We also noticed a higher percentage of cesarean deliveries in highly educated mothers; this observation is in accordance with the findings of a Chinese study, which reported that with increasing rates of females in higher education during the last decade, the rate of cesarean sections, especially cesarean delivery on mother’s request has increased as well (13). However, a study from Norway found that during the past two decades, females with the lowest level of education had the highest risk for elective or emergency cesarean section (14).
Lui et al. also reported that increasing maternal education during the late 90s decreased the percentage of low birth weight at all educational levels, but this was more common in women educated for > nine years (15).
In a study by Victora et al. a strong relationship was revealed between maternal education and infant hospitalization and mortality that was partly independent of the socioeconomic status of the family (16). Also, a study in Nigeria found that maternal reading skills decrease child mortality, indicating the key role of literacy even in low-income countries (17).
Another study in Canada revealed a higher incidence of bronchiolitis-associated hospitalizations in communities where most mothers had not received post-secondary education versus localities with highly educated mothers (18).
A study in the Netherlands reported that 95.5% of highly educated mothers had initiated breast-feeding for their infants as compared to 73.1% of least educated mothers. Also, the educational background of mothers was a strong determinant of decisions for breastfeeding and also for the continuation of breast feeding up to two months (19). In contrast, we found no association between the level of maternal education and the rate of breast-feeding at three and six months.
Since almost all the mothers in our study were non-smokers, infants were not exposed to second hand smoke (SHS) from their mothers. A report from Greece reported smoking in parents of preschool children to be linked to paternal education, but not with maternal education (20).
We did not find any association between infant vaccination and maternal education in this study; as national and international data have shown almost complete coverage for childhood immunization in our metropolitan area (21).

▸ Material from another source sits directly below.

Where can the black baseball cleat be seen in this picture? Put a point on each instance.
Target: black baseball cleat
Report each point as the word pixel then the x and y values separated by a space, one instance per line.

Nutritional status of the children, which is shown by weight for age or weight/ height, has been linked to the mother’s educational level in some studies (3), but we found no significant difference in the mean weight for age between the two groups of infants.
Our survey was done on families that were seen at health clinics, which may not be a true representation of the general community. To minimize this difference, we only included children, who had no chronic health problems, and had come for routine checkups, vaccinations or minor ailments. Also, our sample does not represent families from small towns and rural areas and large national surveys are required to obtain a clear-cut picture for the whole country.
In conclusion, we found a significant relationship between the level of maternal education and the following health outcomes: mother’s age on entry into motherhood, number of children, (family size), the mode of delivery, infant’s birth weight, infant exposure to SHS, and infant hospitalization. Breast feeding rates were high at six months, but feeding practices were not influenced by maternal education.
These findings pinpoint aspects of family health that are linked with maternal education and underscore the need for providing formal education for young girls to achieve better health outcomes for the family, especially for their infants. The importance of our findings lies in the fact that female education is a major factor influencing family health not only in underdeveloped countries and poverty-stricken populations, but also in urban areas of a transitional country with adequate access to routine health care.